DOI, short for Digital Object Identifier, is a type of unique identifier most frequently used to identify academic journal articles, but which can also be used for other “digital objects”, including data sets as well as, for example, official publications of the European Union. It is designed to be more permanent than a URL, since internet locations may change over time as journals or their publishers change names. They can look like
doi:NNNN.MM/XXX
whereNNNN
,MM
, andXXX
are numbers; they can also be formatted ashttps://doi.org/NNNN.MM/XXX
. The latter can be entered into a browser, anddoi.org
will always redirect to the current location of the object.
Publish in a data repository
One good option for publishing code is to use a data repository. There is a wide range of data repositories available, many of which are specialist towards particular disciplines. Many potential venues for publishing software (and many other digital services to enable open science) can be searched at the European Open Science Cloud. It’s also possible that your institution hosts its own data repository, and/or mandates a specific one. Your institution’s Open Research or Open Data policy, if it has one, should have more detail on this.

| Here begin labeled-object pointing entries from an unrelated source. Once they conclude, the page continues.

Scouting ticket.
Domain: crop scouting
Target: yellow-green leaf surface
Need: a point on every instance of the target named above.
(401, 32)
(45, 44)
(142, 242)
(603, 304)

Today we’ll look at a general-purpose data repository called Zenodo. Zenodo is hosted by CERN (the European Centre for Nuclear Research in Geneva), and is part of the same infrastructure that manages the collossal amounts of data generated by the Large Hadron Collider. The computing resources supporting it have operational plans and budgets reaching decades into the future, which is about as long-term as any services currently operate on.
Keep your tests separate from your real data
Because Zenodo is designed to keep research data safe for the long term, it’s not a good idea to upload test or toy data to it. For that reason, for this lesson we’ll be using the “sandbox” version of Zenodo. This behaves exactly like the real version, but is regularly purged of new datasets, and isn’t where you should publish your actual research outputs! Remember to go to the real Zenodo once you’re ready to publish your research.
To publish on Zenodo (and Zenodo Sandbox), we first need to create an account.
While this can be done manually, the quickest way for our purposes is to log in using GitHub. This will connect our GitHub account with our Zenodo account. If you have one, you can also link your ORCID to your Zenodo account, so that your publications on Zenodo are easier to tie back to your work in other venues.
Once we are signed up and logged into Zenodo (Sandbox), we can use the drop-down next to our email address at the top-right to select the GitHub option.
This gives us a
three-step process to publish our repository to Zenodo. Firstly, out of the list of
repositories presented (found from our GitHub account), we choose which we want to publish
to Zenodo. Let’s do that now for the zipf
repository.
Once this is done, we need to create a “release” of our code on GitHub.
To do this, we can click through from the repository home page to the Releases page, and from there click the “Create a new release” button.
The form to create a new release requests some information
- Choose a tag: If you use tags in your repository, you can choose which tagged commit should be released. If not, then GitHub can automatically create a tag for you when you publish the release—type the name you want the tag to have in this box. This will frequently be the same as the release name.
- Target: this should be the branch that you are releasing from. This will most likely
be the
main
branch. - Release title: This should be a version name for the particular release. This is
designed for software that gets regular releases, or at least more than one in its
lifetime. For a piece of data analysis code that is specific to one publication, it
is enough to use
v1.0.0
here. - Describe the release: Some more discussion of the release can in principle go here. Note that this is describing the release, not the code—the code (and underlying research) should be discussed in the README. This is again more useful when you are releasing multiple times; each release should use the description to outline the changes included since the previous release.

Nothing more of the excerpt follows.